As the war progressed, the Anglo-Austrian alliance sought means to cripple
Spanish power by attacking her sources of wealth in the New World. In
1708 the British Parliament authorized privateering voyages free from
royal taxation, and various investors in England initiated the outfitting
of ships for attacking Spanish sea lanes.
In that same year, Woodes Rogers (q.v.) in command of the expedition and captaining the Duke and Stephen Courtney captaining the Dutchess, with Edward Cooke, an experienced but luckless mariner who had lost two ships to the French, as second captain, sailed from Bristol. The voyage was to follow the routes and methodology established over a century earlier by Francis Drake (1578-1580) and his successor, Thomas Cavendish (1586-1588) by sailing as surreptitiously as possible to the east coast of South America and southward, rounding Cape Horn, and attacking Spanish ports and shipping on the relatively little-defended Pacific Coast. The primary targets were to be the silver galleons sailing from Callao to Panamá and, with luck, the Manila galleon bringing treasure from Asia to the west coast of New Spain.

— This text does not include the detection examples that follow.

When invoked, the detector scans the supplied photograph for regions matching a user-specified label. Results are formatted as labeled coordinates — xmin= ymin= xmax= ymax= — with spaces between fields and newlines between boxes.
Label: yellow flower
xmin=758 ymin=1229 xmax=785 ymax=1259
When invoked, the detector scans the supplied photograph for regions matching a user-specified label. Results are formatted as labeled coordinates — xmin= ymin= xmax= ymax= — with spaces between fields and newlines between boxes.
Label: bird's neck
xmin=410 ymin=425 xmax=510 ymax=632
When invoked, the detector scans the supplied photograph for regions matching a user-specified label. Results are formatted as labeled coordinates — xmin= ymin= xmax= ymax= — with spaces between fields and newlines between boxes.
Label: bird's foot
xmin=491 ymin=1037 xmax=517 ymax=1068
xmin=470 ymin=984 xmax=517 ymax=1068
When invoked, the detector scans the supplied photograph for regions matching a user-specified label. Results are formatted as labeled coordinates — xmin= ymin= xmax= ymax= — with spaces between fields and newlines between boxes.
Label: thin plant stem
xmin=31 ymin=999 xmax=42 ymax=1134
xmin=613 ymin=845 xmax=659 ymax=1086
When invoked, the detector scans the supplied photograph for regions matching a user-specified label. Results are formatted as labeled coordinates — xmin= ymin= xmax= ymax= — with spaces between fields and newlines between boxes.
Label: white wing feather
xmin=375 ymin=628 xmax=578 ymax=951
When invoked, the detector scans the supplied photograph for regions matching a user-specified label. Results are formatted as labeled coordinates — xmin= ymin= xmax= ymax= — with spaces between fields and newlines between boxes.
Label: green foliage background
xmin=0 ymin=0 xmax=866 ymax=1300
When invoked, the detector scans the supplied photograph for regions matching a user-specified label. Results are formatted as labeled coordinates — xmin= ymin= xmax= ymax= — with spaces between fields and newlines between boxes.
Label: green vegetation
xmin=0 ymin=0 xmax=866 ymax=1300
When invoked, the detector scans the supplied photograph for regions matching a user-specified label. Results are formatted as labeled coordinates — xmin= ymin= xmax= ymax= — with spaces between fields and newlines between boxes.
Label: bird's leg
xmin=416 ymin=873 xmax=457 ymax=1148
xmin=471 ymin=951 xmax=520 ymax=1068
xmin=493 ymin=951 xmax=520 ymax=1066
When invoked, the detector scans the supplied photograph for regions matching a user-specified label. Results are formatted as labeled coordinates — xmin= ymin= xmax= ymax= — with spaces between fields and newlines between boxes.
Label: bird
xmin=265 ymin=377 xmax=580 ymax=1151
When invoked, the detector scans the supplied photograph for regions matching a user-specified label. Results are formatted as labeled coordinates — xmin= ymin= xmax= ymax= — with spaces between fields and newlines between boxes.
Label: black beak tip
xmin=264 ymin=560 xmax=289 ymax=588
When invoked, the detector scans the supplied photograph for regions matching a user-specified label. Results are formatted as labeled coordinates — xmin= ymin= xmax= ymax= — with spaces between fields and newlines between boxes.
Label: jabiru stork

Entering the Pacific in 1709, the Duke and Dutchess made history in February by rescuing Alexander Selkirk, marooned on Isla Juan Fernández and later immortalized by Daniel Defoe as Robinson Crusoe. Proceeding northward, the ships captured some twenty ships off the Chilean, Peruvian, and Ecuadorian coasts, and occupied the port of Guayaquil. There they took the Havre de Grace, renamed Marquis and placed under the command of Cooke. Continuing, the expedition coasted Central America and New Spain, and stood off Cabo San Lucas from mid-November to January, 1710, awaiting the Manila ship. Their patience was rewarded with the arrival of the Nuestra Señora de la Encarnación y Desengaño and the Nuestra Señora de Begoña, with the Duke capturing the former, but the latter giving battle for two days, successfully driving off the three privateers. Following repairs, the four ships (Encarnación y Desengaño renamed Batchelor) sailed from Cabo San Lucas across the Pacific, rounded the Cape of Good Hope, and reached England in October 1711.
During their long sojourn at Cabo San Lucas both Cooke and Rogers made lengthy ethnographic, geographic, zoological, and botanical observations. Of the two, Cooke provided far more detailed descriptions, and when the first volume of his Voyage appeared, it contained the first printed depictions of California Indians and their housing and utensils, as well as those of numerous birds, sea life, and plants. The publication of Cooke’s Voyage preceded that of Rogers by a few months; however, the latter’s work proved more popular, and appeared in three editions in 1712, 1718, and 1726. While it does not contain the detailed drawings and descriptions provided by Cooke, Rogers’s work is considered more literary.